Die Ursachen des Rippenbruchs sind verschieden und treten vor allem bei Sportarten mit viel Körperkontakt auf. Diese alle zu nennen würde den Rahmen sprengen, allerdings seien Boxen und Radfahren besonders hervorgehoben:

Beim Boxen zielt der berüchtigte „Leberhaken“ auf die unter den Rippen geschützt liegende Leber ab. Meist wird aber weniger die Leber, und mehr die Rippen getroffen – bei einem zu starken Schlag brechen diese.

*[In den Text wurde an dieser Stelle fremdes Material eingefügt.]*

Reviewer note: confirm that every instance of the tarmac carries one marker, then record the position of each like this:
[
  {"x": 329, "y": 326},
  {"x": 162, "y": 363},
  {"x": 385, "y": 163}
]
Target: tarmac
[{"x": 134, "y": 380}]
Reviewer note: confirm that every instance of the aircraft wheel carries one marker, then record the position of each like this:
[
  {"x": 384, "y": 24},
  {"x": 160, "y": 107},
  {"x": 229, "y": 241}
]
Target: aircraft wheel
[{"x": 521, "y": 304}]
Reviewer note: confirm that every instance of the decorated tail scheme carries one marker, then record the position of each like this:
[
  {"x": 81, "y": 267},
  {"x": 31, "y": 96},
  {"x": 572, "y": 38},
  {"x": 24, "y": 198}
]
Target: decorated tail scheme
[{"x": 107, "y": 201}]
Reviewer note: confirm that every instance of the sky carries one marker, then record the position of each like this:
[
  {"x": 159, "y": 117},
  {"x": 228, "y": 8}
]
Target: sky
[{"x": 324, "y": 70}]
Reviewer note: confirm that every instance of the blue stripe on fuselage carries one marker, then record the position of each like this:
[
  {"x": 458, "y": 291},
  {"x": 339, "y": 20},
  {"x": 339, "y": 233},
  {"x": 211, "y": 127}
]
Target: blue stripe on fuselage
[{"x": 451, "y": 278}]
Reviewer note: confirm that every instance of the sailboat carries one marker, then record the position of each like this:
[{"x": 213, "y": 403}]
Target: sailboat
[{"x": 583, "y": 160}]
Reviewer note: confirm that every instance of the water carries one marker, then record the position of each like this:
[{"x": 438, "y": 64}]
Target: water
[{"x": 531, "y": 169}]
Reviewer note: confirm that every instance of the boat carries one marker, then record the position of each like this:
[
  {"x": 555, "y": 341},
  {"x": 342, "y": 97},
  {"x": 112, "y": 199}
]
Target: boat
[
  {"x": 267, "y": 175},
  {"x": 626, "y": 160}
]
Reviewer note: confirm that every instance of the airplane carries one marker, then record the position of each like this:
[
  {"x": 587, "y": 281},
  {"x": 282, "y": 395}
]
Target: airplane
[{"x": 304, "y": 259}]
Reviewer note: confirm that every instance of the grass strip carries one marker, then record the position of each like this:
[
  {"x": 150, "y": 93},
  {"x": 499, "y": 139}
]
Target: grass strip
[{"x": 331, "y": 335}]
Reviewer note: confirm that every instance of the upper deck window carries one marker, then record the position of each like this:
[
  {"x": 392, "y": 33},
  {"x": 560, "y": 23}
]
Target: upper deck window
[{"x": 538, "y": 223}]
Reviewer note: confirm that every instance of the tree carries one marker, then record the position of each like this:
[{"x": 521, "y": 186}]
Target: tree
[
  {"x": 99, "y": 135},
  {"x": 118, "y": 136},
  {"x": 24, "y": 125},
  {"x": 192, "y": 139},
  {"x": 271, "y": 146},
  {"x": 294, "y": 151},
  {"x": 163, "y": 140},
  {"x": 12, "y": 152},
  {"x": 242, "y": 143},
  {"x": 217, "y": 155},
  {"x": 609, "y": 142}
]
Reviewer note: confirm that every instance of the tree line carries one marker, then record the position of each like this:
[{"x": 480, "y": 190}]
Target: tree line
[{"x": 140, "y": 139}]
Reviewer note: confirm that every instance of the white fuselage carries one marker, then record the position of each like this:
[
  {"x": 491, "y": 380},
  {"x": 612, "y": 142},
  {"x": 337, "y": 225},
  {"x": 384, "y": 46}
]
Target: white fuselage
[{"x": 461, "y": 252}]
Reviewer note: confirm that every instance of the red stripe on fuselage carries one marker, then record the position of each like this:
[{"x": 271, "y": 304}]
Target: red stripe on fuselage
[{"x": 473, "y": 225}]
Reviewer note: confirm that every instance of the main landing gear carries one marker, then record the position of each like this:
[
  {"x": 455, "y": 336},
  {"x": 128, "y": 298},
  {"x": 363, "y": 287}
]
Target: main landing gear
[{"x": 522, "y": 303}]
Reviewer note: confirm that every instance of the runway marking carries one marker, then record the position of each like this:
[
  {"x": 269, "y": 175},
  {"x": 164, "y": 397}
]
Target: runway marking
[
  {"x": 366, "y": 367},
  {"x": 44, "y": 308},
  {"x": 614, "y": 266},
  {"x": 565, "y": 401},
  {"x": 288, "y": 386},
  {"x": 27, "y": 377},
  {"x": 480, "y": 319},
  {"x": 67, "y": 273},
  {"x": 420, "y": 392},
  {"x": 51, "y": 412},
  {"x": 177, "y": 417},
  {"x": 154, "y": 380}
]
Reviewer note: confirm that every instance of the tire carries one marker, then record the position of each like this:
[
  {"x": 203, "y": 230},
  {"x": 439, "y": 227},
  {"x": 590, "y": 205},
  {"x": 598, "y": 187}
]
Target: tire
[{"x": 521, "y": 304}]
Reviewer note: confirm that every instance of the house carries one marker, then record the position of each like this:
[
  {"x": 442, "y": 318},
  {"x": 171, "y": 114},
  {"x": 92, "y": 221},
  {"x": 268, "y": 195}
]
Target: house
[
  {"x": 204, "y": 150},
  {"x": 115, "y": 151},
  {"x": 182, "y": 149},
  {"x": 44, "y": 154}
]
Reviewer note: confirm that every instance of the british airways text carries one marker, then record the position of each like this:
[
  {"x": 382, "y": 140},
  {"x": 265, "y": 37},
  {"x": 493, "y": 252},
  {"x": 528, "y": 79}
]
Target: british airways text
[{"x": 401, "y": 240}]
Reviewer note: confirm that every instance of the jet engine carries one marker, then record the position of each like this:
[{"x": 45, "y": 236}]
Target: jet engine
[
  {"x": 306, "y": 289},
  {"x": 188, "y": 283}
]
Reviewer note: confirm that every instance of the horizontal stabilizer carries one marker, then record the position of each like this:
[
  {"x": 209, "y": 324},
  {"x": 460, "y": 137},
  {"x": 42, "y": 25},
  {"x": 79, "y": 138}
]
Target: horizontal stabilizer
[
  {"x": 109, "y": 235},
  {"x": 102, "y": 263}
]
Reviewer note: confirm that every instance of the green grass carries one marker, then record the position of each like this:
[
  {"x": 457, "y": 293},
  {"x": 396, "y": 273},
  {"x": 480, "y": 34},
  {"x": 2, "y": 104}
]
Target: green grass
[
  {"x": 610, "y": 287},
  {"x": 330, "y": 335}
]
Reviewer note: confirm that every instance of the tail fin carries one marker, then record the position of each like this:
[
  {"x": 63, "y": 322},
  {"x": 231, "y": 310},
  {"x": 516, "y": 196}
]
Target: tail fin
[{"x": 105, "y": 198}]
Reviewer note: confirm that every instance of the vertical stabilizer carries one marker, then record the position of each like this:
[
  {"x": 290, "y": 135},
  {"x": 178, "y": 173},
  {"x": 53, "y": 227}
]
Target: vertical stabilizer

Zwar ist der Brustkorb äußerst elastisch, jedoch sind nicht alle Rippenpaare gleich stabil: Während die oberen sieben Rippenpaare, die sogenannten „echten Rippen“ (lateinisch: "costae verae") fest am Brustbein verankert sind, enden die Rippenpaare 8 bis 12 kaskadenartig in der jeweils oberen Rippe (die sogenannten "unechten Rippen“, oder lateinisch "costae spuriae“). Dadurch sind erstens instabiler, und zweitens weniger elastisch aufgebaut.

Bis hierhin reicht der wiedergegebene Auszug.